Identifying children’s strengths and developing and nurturing children’s talents could provide a more effective and better education and produce a happier and more successful society.
So what do you think of the idea of improving the educational outcome for our children by assessing each child at a reasonably early age for their natural talents and abilities, and then focusing their educational years on developing those natural talents to nurture and improve them, thereby helping that child achieve their greatest potential.
In reality we are largely a society with a system of education that encourages children and students to make a decision about their future career at 15 – regardless of their natural skills, and we often end up trying to turn natural musicians into scientists or natural gifted nurses, or doctors into business entrepreneurs.
Can you imagine a world where we identified children’s talents and skills at a reasonably early age and concentrated on nurturing and developing those talents, rather than simply teaching them those subjects demanded by those who dictate school curriculums – despite the fact they will likely never meet or understand the potential of that individual child.
Would we not have a society that was more accomplished and happier? Could be become a people of greater intelligence that cared more?

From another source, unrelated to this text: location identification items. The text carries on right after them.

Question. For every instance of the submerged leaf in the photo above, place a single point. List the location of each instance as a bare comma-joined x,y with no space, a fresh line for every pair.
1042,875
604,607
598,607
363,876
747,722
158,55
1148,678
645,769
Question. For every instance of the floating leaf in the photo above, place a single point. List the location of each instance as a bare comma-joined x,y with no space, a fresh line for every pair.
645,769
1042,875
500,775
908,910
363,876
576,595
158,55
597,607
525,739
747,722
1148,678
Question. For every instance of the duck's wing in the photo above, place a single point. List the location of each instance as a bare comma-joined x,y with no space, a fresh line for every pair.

I won’t attempt to broach the subject of expecting a child to really know what they want to do with their life at the tender age of 15, but I have to wonder looking back where my life might have gone if my parents had identified my natural love of music and talents as a musician, rather than simply telling me that if I did not go to university or college, that I would not amount to anything.
At 55 years of age I still have a desire to continually learn more about music and an insatiable desire to continually improve as a musician. It was a talent that I had to discover for myself in my mid-20’s, but by then daily responsibilities made it extremely difficult to seriously consider such a change in direction.
Maybe we have allowed society and it’s materialistic demands to dictate the meaning of success and true happiness.
True happiness can only come about through a fulfillment, and often that fulfillment is closely aligned with those natural talents and abilities that I believe we all have.
And doesn’t true success lie in achieving that happiness and fulfillment?
Why attempt to change a naturally gifted artist into an accountant, when if those natural skills in art had been nurtured and developed, that artist could have potentially become so successful they could afford to employ as many accountants as they need.
If you believe as I do that every child has some natural talent or skill, then you have to wonder how many people in our society have failed to achieve happiness and success because we adults failed to recognize the flaws in the way we develop and educate of children?
What do you think?
Is taking more time to identify each child’s natural talents an issue that could dramatically change the society in which we live?